It is now time to optimize training parameters of the models while incorporating best set of features. My hypothesis is that this will yield in the best classification performance.[NOTE: TO BE CONTINUED]

In [22]:
from sklearn.metrics import r2_score

def performance_metric(y_true, y_predict):
    return r2_score(y_true, y_predict)

from sklearn.metrics import make_scorer
from sklearn.grid_search import GridSearchCV
from sklearn.cross_validation import ShuffleSplit

def fit_model(X, y):

    # Create cross-validation sets from the training data
    cv_sets = ShuffleSplit(X.shape[0], n_iter = 10, test_size = 0.20, random_state = 0)
    params = {'max_depth': range(1,20)}
    
    # TODO: Transform 'performance_metric' into a scoring function using 'make_scorer' 
    scoring_fnc = make_scorer(performance_metric)
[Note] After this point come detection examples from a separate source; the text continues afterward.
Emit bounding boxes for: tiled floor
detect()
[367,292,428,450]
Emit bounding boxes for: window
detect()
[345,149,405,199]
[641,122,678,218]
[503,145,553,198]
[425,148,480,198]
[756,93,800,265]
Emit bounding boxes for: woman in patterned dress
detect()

    regressor = DecisionTreeRegressor(max_depth = params['max_depth'], random_state=42)
    grid = GridSearchCV(regressor, param_grid=params, scoring=scoring_fnc)
    grid = grid.fit(X, y)
    return grid.best_estimator_

# clf = fit_model(X,y)
clf = fit_model(X_train,y_train)

print clf.score(X_train, y_train)
print clf.score(X_test, y_test)
0.190959174602
-7.59452573956